I was always good at reading, analyzing the things that I could see, and always imagining a better future for myself than anyone could ever hand me. I valued education, my body, the way that I was treated and that brought on the names, the bullying, and the extensive desire for other people to tear me down. Well, shout out to my haters over the years because you all were wrong.
An Open Letter to Those who Doubted Me:
To the math teacher in the 6th grade who told the whole class that I got a 42 on a test and made it abundantly clear that I would have to catch up on all the work I missed while out of school because my grandpa died, thank you for telling me I would never graduate high school with an Advanced Regents diploma: because I did it. Also, telling me that life doesn't stop when someone dies was also a nice touch (much appreciated).
To the bullies who told me I would never be skinny enough, never have enough "meat on my bones" to be attractive to anyone, or never have the "right" size breasts, thank you for teaching me that I am so much more than breasts or a butt on a body.
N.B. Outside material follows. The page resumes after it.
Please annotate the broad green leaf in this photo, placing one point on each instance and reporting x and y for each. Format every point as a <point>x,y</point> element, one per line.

To the people who said I wouldn't enjoy life because I never tried a drug or went to a wild party: thank you. Most of you are young moms and deadbeat dads or still stuck in our hometown trying to get your rap career off the ground, and while I may be in the same town, I am living out the goals I made for myself at 15.
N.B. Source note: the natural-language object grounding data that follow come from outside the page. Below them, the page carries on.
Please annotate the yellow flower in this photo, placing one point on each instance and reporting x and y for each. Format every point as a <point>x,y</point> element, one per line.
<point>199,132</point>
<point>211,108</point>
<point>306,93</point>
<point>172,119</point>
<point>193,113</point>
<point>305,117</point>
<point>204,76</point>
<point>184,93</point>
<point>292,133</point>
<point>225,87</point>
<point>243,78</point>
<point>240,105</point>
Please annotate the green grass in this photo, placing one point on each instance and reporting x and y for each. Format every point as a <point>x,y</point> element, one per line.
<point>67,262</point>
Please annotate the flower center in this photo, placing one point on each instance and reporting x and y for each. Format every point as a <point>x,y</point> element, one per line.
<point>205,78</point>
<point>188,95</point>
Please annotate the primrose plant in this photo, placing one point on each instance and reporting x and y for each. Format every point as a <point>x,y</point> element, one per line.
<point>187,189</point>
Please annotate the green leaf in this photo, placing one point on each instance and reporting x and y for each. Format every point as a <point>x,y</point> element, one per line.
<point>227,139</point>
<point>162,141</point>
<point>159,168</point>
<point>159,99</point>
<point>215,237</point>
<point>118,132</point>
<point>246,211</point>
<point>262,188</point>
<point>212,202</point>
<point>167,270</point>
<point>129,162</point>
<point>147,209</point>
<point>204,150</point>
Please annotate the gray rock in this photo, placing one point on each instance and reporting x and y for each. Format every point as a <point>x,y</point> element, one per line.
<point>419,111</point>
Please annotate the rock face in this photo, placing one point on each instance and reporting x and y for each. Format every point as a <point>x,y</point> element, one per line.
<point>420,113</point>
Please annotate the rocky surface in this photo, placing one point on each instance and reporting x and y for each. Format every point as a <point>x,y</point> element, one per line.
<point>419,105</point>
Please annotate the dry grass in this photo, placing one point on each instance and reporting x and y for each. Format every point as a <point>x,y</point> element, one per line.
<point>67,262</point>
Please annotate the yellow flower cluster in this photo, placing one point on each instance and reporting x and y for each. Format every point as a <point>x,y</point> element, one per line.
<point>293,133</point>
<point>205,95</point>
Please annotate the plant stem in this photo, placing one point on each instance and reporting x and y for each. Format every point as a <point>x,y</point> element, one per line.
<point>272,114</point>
To the guidance counselor who said I should "think a little more small scale": dreams and goals do not have limitations. The only limitations one can have are placed upon them by themselves. I have gotten a diploma, grades, and a degree that my adolescent self only dreamed about.
To the woman at my first job who looked at my tattoo with disgust and told me that I would never get a good job with markings on my body: I am a person, I have gotten plenty of jobs with "markings" and I will continue to work with "markings". They do not spell out my ability as a worker to function, nor do they take away the amazing connection I have with some of my customers today.
And to the people who will doubt me in the future (because it will happen), life has thrown more at me then words of doubt could ever do. So do your best, I've probably heard it and I've probably proved it wrong.